Si alzò e andò al davanzale della finestra, ghiacciandone il bordo. Il ghiaccio si arrampicava lungo gli angoli, in un sottile strato di fredde fiamme azzurre, bianche e blu, e non c'era niente che la principessa amasse di più di quella sensazione.

Sua sorella stava di nuovo infilando i piedi sotto la porta, nel tentativo di aprirla.

Ecco che adesso, invece, si chinava per guardare, prima da sotto e poi dal buco della serratura.

Anna forzò la maniglia della porta, ma nessun suono provenne dall'interno neanche quella volta. Demoralizzata, mollò la presa, e la maniglia, con un lento e silenzioso scatto, tornò al suo posto, imperterrita.

Anna prese a correre lungo il corridoio, domandandosi cosa avesse fatto di sbagliato. Elsa era perfetta, lo sapeva, lei doveva sposare un principe o un re e diventare regina.
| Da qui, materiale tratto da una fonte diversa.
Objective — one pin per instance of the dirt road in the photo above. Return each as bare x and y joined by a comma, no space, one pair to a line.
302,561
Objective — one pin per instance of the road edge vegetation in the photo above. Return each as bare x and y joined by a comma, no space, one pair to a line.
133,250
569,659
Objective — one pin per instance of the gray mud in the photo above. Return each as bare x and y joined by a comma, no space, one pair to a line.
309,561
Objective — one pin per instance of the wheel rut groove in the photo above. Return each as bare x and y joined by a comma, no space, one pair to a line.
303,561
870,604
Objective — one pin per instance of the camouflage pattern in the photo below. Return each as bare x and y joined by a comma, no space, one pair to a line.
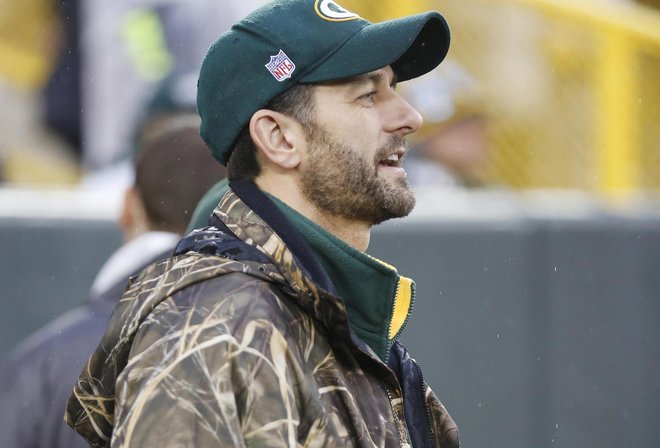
207,350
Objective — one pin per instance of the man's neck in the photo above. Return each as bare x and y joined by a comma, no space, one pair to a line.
354,233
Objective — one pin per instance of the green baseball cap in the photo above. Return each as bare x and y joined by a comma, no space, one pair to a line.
304,41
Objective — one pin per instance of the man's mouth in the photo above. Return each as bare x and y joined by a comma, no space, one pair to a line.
393,160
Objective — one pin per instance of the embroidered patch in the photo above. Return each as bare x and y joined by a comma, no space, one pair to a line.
330,10
280,66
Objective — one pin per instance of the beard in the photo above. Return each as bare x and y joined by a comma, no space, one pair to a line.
340,182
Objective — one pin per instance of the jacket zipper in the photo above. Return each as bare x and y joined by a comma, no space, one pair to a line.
397,298
397,421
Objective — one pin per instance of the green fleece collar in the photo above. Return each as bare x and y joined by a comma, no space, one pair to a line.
378,300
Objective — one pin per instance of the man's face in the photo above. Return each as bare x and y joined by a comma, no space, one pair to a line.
353,165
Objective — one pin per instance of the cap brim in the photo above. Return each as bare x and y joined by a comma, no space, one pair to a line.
412,45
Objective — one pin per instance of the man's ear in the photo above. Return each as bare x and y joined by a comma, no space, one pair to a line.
278,137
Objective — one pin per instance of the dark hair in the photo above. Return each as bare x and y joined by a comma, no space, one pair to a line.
296,102
173,170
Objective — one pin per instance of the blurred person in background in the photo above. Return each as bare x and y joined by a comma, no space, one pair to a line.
37,56
452,144
128,48
173,168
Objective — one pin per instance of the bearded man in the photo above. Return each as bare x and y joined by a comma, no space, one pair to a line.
271,326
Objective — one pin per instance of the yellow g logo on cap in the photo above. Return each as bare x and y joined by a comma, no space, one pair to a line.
330,10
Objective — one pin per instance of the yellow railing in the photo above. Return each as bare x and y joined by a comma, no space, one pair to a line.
622,27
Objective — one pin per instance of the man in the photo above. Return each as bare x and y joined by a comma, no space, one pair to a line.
272,327
173,169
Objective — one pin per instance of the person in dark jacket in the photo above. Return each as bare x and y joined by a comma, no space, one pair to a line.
271,326
173,170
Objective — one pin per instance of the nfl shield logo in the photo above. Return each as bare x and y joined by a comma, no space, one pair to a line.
280,66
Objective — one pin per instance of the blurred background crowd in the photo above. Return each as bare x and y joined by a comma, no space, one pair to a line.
538,94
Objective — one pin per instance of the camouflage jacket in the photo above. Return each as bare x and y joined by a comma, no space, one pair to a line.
233,342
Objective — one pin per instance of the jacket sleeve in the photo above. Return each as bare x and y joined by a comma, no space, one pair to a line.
211,366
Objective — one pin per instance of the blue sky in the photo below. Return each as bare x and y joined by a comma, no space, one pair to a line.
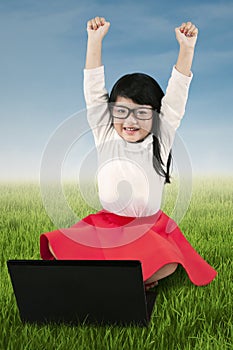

Ma le persone perfette non giocavano mai? Perché le persone perfette dovevano stare sempre da sole, in silenzio, e smettere all'improvviso di fare pupazzi di neve con le sorelle piccole?

Anna non era perfetta. Anna inciampava e cadeva e a tavola non sapeva stare composta, metteva i piedi sulla sedia, lei, e parlava tanto, parlava tantissimo, così tanto che le stanze si riempivano di suoni. Anna si domandò se non stessero cercando di far diventare perfetta anche lei, chiudendo non solo una porta, ma addirittura tutto il regno, e non facendola più uscire a giocare con Elsa.

Anna passava le giornate a guardare i grandi quadri delle grandi stanze vuote del suo grande castello, parlava con loro, si inventava conversazioni e storie, ma neanche i quadri le rispondevano.

I quadri stavano in silenzio e guardavano la pioggia scorrere fuori dalla finestra bagnando i vetri e scivolando via, libera e rumorosa come solo la pioggia sapeva essere.